Every benchmark or threshold decision should record:

  • dataset source and ownership;
  • split policy;
  • scorer configuration;
  • threshold;
  • false-positive and false-negative examples;
  • latency and hardware context;
  • review owner and approval date.

5. Pick A Control Action

Director-AI can fail closed or fail soft. Choose based on consequence:

Failure mode Use when
raise A wrong answer must not leave the application boundary
metadata The application decides how to display or route the risk
log Early observation without user-visible enforcement
HTTP reject Proxy or middleware owns the response boundary
Human review Low-confidence outputs need operator approval
Streaming halt Partial output must stop before completion

6. Validate The Pilot

Minimum evidence before a production pilot:

  • quickstart or API smoke passes in the target environment;
  • a labelled domain sample has been scored;
  • at least one known bad answer is rejected;
  • at least one known good answer is approved;
  • logs contain no secrets;
  • evidence records are understandable to a domain reviewer;
  • operational ownership is assigned for threshold changes and false-positive review.

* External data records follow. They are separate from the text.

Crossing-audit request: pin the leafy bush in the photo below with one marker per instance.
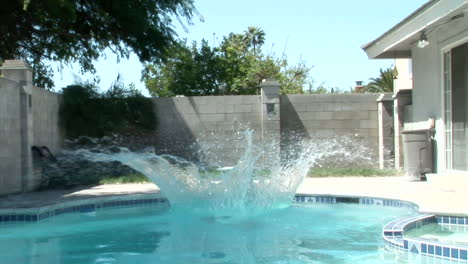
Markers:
(84, 111)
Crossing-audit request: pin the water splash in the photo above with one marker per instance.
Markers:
(244, 189)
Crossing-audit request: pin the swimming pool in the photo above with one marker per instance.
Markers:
(302, 233)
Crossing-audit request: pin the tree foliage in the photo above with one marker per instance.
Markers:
(69, 31)
(381, 84)
(84, 111)
(235, 67)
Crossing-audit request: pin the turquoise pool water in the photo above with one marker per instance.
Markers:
(441, 233)
(313, 233)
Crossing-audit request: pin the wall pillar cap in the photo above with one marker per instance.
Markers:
(15, 65)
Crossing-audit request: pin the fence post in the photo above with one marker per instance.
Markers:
(19, 71)
(271, 133)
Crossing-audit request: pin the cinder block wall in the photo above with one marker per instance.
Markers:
(10, 137)
(206, 128)
(45, 106)
(346, 117)
(26, 120)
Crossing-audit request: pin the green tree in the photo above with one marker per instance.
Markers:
(254, 36)
(237, 66)
(68, 31)
(381, 84)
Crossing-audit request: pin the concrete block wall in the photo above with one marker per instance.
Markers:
(10, 141)
(28, 117)
(45, 109)
(206, 128)
(341, 116)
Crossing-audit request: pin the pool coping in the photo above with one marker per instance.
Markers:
(392, 233)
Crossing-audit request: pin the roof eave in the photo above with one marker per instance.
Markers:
(396, 42)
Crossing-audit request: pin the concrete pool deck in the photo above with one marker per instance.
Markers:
(431, 197)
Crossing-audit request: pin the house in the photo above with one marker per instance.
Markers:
(435, 38)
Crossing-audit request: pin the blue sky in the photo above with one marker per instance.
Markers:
(325, 34)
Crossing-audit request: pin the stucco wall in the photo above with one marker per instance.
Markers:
(10, 140)
(428, 80)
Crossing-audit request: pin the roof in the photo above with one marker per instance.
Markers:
(398, 41)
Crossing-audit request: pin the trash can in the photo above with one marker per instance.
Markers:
(417, 153)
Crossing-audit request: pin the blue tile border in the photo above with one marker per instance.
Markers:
(393, 232)
(31, 215)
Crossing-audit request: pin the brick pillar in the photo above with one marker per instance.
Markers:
(19, 71)
(271, 136)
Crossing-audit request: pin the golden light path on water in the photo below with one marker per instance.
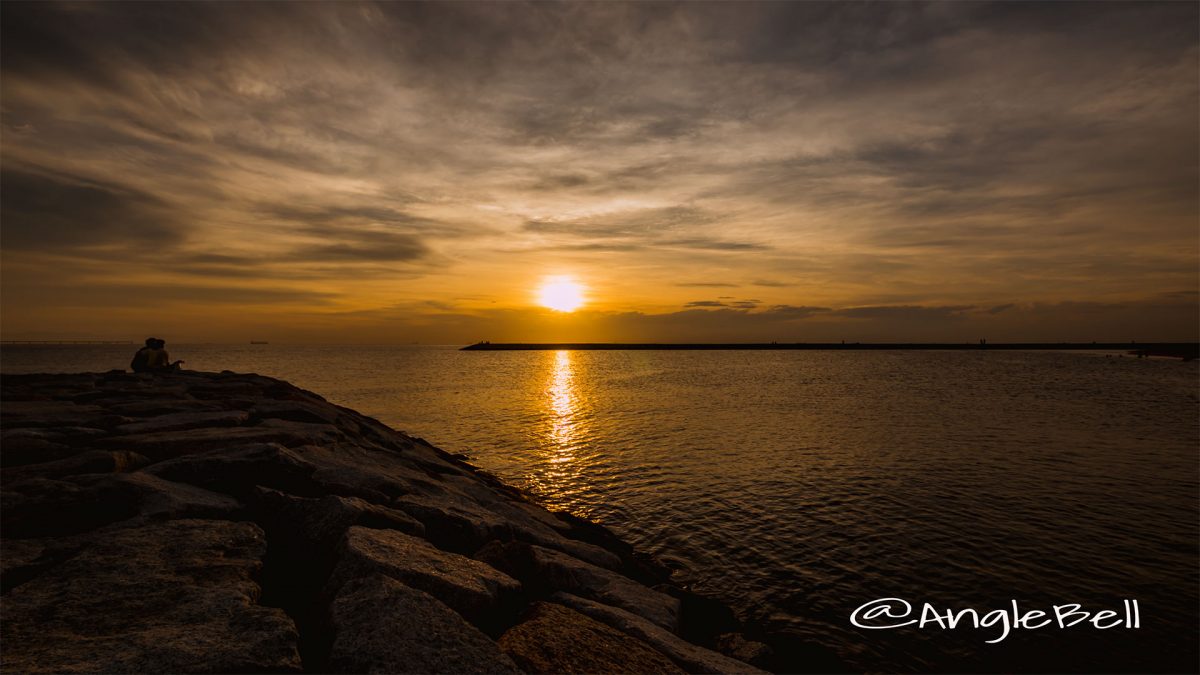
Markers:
(562, 408)
(563, 434)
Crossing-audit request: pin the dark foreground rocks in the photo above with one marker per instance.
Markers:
(222, 523)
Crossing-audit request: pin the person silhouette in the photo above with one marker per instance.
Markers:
(159, 360)
(142, 358)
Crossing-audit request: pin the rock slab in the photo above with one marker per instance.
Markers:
(169, 597)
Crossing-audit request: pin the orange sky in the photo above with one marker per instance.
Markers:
(396, 173)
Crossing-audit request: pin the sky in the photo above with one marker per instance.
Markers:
(741, 172)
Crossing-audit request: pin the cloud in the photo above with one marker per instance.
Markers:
(55, 211)
(905, 312)
(903, 162)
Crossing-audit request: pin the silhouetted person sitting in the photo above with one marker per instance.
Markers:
(141, 362)
(155, 356)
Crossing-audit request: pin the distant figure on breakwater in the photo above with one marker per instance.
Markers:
(154, 358)
(142, 358)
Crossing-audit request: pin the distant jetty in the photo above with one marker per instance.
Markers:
(1187, 351)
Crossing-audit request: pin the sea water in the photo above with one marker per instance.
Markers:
(810, 489)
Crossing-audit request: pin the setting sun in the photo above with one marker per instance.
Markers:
(561, 293)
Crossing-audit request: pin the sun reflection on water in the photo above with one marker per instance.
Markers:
(558, 476)
(562, 404)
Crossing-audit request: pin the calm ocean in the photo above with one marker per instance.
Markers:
(799, 485)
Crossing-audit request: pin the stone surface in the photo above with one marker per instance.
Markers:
(737, 646)
(88, 461)
(690, 657)
(556, 639)
(239, 469)
(383, 626)
(322, 523)
(167, 444)
(483, 595)
(181, 420)
(553, 571)
(167, 597)
(328, 542)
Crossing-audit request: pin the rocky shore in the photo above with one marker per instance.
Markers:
(226, 523)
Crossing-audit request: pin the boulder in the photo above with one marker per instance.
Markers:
(181, 420)
(162, 500)
(167, 444)
(737, 646)
(483, 595)
(23, 451)
(89, 461)
(239, 469)
(690, 657)
(383, 626)
(556, 639)
(167, 597)
(549, 571)
(322, 523)
(45, 507)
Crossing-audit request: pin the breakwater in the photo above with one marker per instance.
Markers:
(234, 523)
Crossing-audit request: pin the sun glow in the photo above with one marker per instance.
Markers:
(561, 293)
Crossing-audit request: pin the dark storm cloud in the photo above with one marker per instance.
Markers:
(910, 161)
(58, 211)
(905, 312)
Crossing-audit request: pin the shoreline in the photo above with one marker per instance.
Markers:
(301, 536)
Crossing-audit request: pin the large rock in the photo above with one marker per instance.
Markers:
(550, 571)
(168, 597)
(483, 595)
(89, 461)
(46, 507)
(690, 657)
(321, 523)
(383, 626)
(166, 444)
(556, 639)
(181, 420)
(239, 469)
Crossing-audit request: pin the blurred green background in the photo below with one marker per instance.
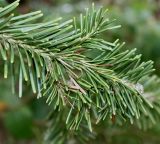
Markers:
(22, 121)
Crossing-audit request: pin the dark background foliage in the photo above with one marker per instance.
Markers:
(22, 121)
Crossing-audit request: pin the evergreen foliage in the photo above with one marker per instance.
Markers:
(84, 79)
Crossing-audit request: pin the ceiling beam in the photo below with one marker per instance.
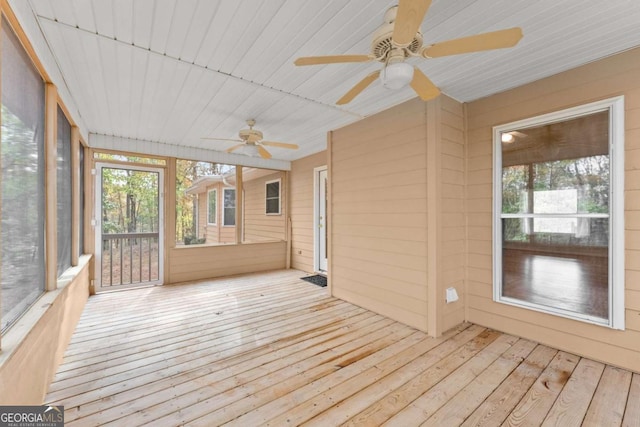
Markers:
(118, 143)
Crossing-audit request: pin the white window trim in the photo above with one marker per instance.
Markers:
(279, 181)
(224, 190)
(215, 219)
(615, 106)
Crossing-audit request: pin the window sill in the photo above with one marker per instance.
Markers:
(16, 334)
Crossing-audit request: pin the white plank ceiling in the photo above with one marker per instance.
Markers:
(171, 72)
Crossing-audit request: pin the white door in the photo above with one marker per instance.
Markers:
(129, 226)
(320, 216)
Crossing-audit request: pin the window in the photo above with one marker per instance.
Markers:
(193, 178)
(81, 202)
(272, 200)
(64, 191)
(558, 223)
(22, 209)
(132, 159)
(229, 214)
(212, 200)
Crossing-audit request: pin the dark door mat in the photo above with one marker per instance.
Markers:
(318, 279)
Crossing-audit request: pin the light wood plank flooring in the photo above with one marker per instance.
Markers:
(271, 349)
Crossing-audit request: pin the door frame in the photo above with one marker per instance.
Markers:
(316, 221)
(97, 221)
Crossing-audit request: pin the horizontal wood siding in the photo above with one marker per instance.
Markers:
(204, 262)
(379, 213)
(258, 226)
(614, 76)
(451, 203)
(301, 206)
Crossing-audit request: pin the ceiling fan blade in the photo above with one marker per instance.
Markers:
(332, 59)
(235, 147)
(359, 87)
(408, 19)
(424, 87)
(279, 144)
(222, 139)
(487, 41)
(263, 153)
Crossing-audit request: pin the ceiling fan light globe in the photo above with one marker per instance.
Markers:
(397, 75)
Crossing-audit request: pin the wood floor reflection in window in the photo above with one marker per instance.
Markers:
(576, 283)
(555, 215)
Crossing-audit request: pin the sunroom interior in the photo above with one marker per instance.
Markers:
(509, 205)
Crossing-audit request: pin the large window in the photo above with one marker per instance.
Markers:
(63, 177)
(196, 211)
(22, 230)
(558, 213)
(212, 203)
(229, 202)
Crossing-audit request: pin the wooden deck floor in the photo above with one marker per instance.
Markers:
(272, 349)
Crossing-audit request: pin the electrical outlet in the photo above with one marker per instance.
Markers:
(452, 295)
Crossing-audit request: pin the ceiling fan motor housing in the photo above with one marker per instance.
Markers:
(250, 135)
(381, 43)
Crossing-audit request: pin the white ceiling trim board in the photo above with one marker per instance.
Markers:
(193, 64)
(116, 143)
(30, 25)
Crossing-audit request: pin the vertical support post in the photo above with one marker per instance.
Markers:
(287, 216)
(75, 195)
(90, 216)
(329, 213)
(51, 186)
(239, 198)
(435, 295)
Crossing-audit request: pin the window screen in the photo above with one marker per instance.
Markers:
(63, 177)
(22, 230)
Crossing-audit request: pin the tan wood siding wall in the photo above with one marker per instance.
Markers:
(302, 195)
(617, 75)
(451, 202)
(258, 226)
(398, 225)
(205, 262)
(378, 218)
(27, 370)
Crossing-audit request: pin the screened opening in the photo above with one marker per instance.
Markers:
(22, 244)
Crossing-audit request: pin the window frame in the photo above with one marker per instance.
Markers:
(615, 106)
(224, 206)
(215, 218)
(267, 198)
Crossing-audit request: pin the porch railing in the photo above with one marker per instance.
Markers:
(129, 258)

7. Evidence Packet Template

Use this packet for internal review, procurement, or a customer pilot closeout:

Section Contents
Use case Workflow, users, output boundary, and consequence of a wrong answer
Dataset Source, ownership, split policy, examples excluded from tuning
Configuration Package version, scorer mode, threshold, runtime extras, KB version
Results Good-answer approvals, bad-answer rejections, false positives, false negatives
Operations Auth, tenant binding, metrics, logs, review queue, rollback owner
Claim boundary Which claims are supported by this pilot and which require more evidence

8. Continue By Role

Role Next page
Application developer Quickstart
RAG engineer KB Ingestion
Evaluation engineer BatchProcessor API
Platform operator Production Guide
Compliance reviewer Compliance Reporting
Commercial evaluator Product Overview

9. Business Evidence Package

For commercial pilots, pair technical checks with a short evidence packet:

  • one-page use-case statement (input, output, and consequence),
  • fixed test split and acceptance criteria,
  • false-positive and false-negative examples from production-like samples,
  • incident and rollback flow,
  • review owner and escalation path,
  • and a short post-pilot report with expected reduction in factual-risk incidents.

Publishing this package early is often the fastest way to get procurement and security teams aligned.